Just for clarification …“TM…and the Segments & Cells4”, by TM, do you mean Temporal memory (using Connections), or the older Temporal pooler (TP) which (using Cells4, Segments, etc)? If it’s in TM, we’ll definitely look into it!


#14

The code that needs changing is not in the TM (and we are not talking about the TP or “backtracking TM” at all here). The code that needs changing is in Cells4.cpp.

We think the right place to make this change is within Cells4.cpp::adaptSegment, which is called by the TM to add more synapses. New functionality would include finding out how many new synapses are being created with the segment update and randomly deleting the same number of synapses across the entire pool of segments. The challenge here is finding out how segments and synapses are stored in Cells4 data structures and updating those data structures appropriately. Unfortunately there is no Cells4 manual, and all of the original authors of this code are gone.


#15

That’s why I’ve asked about TM (Connections) vs. TP (Cells4, Segments).
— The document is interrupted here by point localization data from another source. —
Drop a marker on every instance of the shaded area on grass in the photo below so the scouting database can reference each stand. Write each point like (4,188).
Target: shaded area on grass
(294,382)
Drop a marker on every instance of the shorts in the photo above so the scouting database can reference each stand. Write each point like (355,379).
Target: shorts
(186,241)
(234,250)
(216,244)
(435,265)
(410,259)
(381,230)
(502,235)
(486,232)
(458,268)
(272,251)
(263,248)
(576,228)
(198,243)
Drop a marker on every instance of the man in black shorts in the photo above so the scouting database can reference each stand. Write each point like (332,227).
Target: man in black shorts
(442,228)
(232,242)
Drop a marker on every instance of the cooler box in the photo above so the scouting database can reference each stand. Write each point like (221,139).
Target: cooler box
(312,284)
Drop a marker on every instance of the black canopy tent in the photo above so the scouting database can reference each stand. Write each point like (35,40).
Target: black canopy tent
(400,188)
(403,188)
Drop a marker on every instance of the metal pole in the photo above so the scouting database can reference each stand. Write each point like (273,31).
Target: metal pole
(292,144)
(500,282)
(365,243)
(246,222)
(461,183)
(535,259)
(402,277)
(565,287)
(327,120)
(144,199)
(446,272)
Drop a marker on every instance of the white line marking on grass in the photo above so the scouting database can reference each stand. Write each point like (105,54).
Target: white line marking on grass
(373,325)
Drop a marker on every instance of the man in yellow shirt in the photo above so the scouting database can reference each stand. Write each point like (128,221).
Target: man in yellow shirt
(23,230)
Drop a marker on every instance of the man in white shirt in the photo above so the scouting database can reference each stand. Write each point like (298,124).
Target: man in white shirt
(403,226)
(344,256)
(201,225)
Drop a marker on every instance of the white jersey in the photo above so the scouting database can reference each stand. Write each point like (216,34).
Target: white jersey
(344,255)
Cells4 is considered obsoleted by TM and unused (or something changed?)
So your answer is mixing things up, temporal memory ™, relies on Connections for backend, and Conn defines typedef UInt32 Segment, it does not call any code from Cells4.

So the question is, can you replicate this if TemporalMemory.hpp is used, instead?


#16

Cells4 May only be used by the Backtracking TM. I might be wrong about. Sorry!


#17

Yes, the problem is replicatable on TemporamMemory. I’ll post some code later.


#18

This should reproduce the problem. But I don’t think I can make it a unit-test as this is a performance problem, not a result one.


#19

Thanks a bunch!

I’ll make this into a performance test (we make some performance regression checks as part of the unit tests, just assert on the time taken for 1000 iters)

To summarize the problem:

  • TM (this also happened in TP, as observed before) takes increasingly (linear) longer to execute (with noisy input)
  • does this happen only with noisy/random inputs? Ie, if I change only 5% of the input vector, still an issue (that is a more realistic scenario)
  • does it stop (reach plateau) at some point? (my experiments with TP behaved that way, TP plateaued at about 33Hz)
  • memory allocation is likely the low-level culpit
  • and most importantly: is this a problem at all? not a natural behavior? If you combine my question about 100% random vs 5% random inputs-behavior, and does it plateau. My conclusion is the memory ™ is actualy learning, storing the new patterns, so it reaches its stable runtime behavior when the TM’s capacity is full (storing a new pattern means forgetting some other, or a generalization) and then the execution time (per 1000 iters) is constant

#20

Performance tests are usually part of nightly test suites, or at least integration suites. I would not put them in with unit tests. Just some advice.